Nicholas (Nick) Simms
4-8-90 to 8-11-07
By Nick's mom, Tina Simms
From a very young age, Nick imagined himself as Peter Pan – I was the only mom I knew who had to screw their screens closed on the 2nd Floor to prevent any flying attempts! In addition to his impulsive actions, he was also very accident prone. By the time he was 15 years old, not much fazed me in dealing with his injuries and predicaments. I was on a first name basis with his elementary school nurse and our family doctor knew he could count on seeing us monthly, or at the least, getting a medical report sent to him from an Urgent Care Center or a local Emergency Room about Nick’s latest exploits.
Just to name a few: scratched cornea, (almost) completely severed tongue, cut off the tip his nose (with kindergarten safety scissors!), countless goose eggs from hitting his head on the pavement, 50 stitches in his knees from a rollerblading accident, a broken wrist from snowboarding, an abscessed staph infection in his leg after an ATV accident, and so many more that I’m not even mentioning.
I was very worried when Nick got his Driver’s License, but surprisingly, he was actually a very safe driver. No tickets, no accidents (that were his fault at least). When he arrived home at curfew time that fateful night, I heard him come past my room, and I settled down to sleep. I vaguely heard his footsteps go past my door an hour or so later, but then I roused myself when I realized that I hadn’t heard him come back in yet from the garage. When I got out of bed, I checked his room and then went to the garage - his car was gone. I hadn’t even heard him leave, so I immediately started calling and texting him. When I heard the ringing of his phone in his bedroom, I KNEW this time was different. He NEVER went anywhere without his phone. I sat outside on my front porch, waiting. Waiting and hoping for him to show up so I could yell at him and ground him, but knowing deep in my gut that I was waiting on someone to come tell me that he had finally had an accident that he couldn’t walk away from. Mothers do have an inner instinct and mine had told me that he was no longer with us on earth. I was not surprised when the policemen knocked on my door at 5:30 am.

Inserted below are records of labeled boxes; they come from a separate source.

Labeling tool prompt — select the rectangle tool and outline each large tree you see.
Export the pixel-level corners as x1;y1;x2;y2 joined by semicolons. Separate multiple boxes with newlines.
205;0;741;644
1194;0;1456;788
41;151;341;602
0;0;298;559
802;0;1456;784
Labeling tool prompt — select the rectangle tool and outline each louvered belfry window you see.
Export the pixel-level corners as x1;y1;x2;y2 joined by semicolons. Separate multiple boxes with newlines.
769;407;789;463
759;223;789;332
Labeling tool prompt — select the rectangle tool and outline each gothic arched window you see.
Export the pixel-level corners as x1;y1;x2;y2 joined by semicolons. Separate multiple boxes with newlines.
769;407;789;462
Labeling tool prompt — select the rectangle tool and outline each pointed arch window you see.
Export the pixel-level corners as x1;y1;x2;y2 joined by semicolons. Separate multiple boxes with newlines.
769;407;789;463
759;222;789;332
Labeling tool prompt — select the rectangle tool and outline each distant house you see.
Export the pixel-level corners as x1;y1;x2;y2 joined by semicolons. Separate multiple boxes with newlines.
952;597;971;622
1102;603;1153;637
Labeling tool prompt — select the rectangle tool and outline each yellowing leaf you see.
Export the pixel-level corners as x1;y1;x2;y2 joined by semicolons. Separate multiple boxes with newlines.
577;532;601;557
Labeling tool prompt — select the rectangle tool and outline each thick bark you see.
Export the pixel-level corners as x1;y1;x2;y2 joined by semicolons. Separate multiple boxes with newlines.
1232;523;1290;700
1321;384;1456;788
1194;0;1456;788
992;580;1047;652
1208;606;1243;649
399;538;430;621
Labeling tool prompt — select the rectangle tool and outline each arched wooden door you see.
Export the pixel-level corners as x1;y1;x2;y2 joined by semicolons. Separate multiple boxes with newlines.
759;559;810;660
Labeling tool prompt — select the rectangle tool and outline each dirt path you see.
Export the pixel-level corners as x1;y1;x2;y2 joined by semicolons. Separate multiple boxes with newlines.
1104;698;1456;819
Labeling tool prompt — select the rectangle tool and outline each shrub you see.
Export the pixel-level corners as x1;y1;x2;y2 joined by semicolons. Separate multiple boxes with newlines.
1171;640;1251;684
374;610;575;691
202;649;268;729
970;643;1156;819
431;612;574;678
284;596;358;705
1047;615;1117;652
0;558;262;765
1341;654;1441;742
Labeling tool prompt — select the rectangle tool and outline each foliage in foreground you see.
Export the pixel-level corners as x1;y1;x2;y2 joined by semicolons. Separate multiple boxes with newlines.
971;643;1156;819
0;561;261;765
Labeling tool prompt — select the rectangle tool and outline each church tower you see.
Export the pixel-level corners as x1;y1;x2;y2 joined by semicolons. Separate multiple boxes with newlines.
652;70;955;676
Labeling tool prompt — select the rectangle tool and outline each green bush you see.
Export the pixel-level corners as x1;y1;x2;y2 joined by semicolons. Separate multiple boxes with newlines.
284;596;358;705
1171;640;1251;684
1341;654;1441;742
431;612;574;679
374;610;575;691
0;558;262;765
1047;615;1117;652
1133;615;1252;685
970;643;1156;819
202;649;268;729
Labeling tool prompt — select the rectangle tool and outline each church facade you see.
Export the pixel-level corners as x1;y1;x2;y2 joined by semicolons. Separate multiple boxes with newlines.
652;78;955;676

Nick was known as the class clown and would do anything to make people laugh - he had many friends, some I hadn’t even known about until his funeral. One of his oldest friends, from early elementary school on up, Ryan Morris, was killed in a moped-car accident, along with Clark Goerke, right before Ryan and Nick would have started their freshman year at Penn High School. This loss devastated Nick deeply and he visited Ryan’s parents occasionally and also made the trip to Jackson, MI, where Ryan is buried, to pay his respects. Ryan’s parents are the ones who donated this brick in remembrance of Nick, and I will always cherish their thoughtfulness. They were there at my house as soon as they heard the news because they knew, more than any other visitor, what kind of shock, grief and emotional numbness that I was experiencing.
When I was going through Nick’s things, I found a flash drive with his music downloads on it. I had never realized how varied his tastes in music were – it ranged from Gangsta Rap to AC/DC to Johnny Cash to Drowning Pool to Jessica Simpson. As I listened to his music, a song came on that I had never heard before and it didn’t seem to be his style at all, even though his style was very eclectic. It’s by Badly Drawn Boy, and the song is “Minor Incident”. This song spoke to me in ways that no other person had been able to – it felt like a message from my son.
“And if the chance should happen,
that I never see you again,
just remember that I'll always love you.
I'd be a better person on the other side, I'm sure.”
I don’t have a special ending to this story of Nick because I’m continually evolving in my grief and finding out bits and pieces of his life that I had never known or had forgotten about. I will always love that boy, imperfections and all.
Not to make this story all about me, his mother, I want everyone to know that Nick was also deeply loved by his dad, his little sister, both sets of grandparents, his great-grandfather, his aunts, uncles, cousins and even more extended family and SO many friends.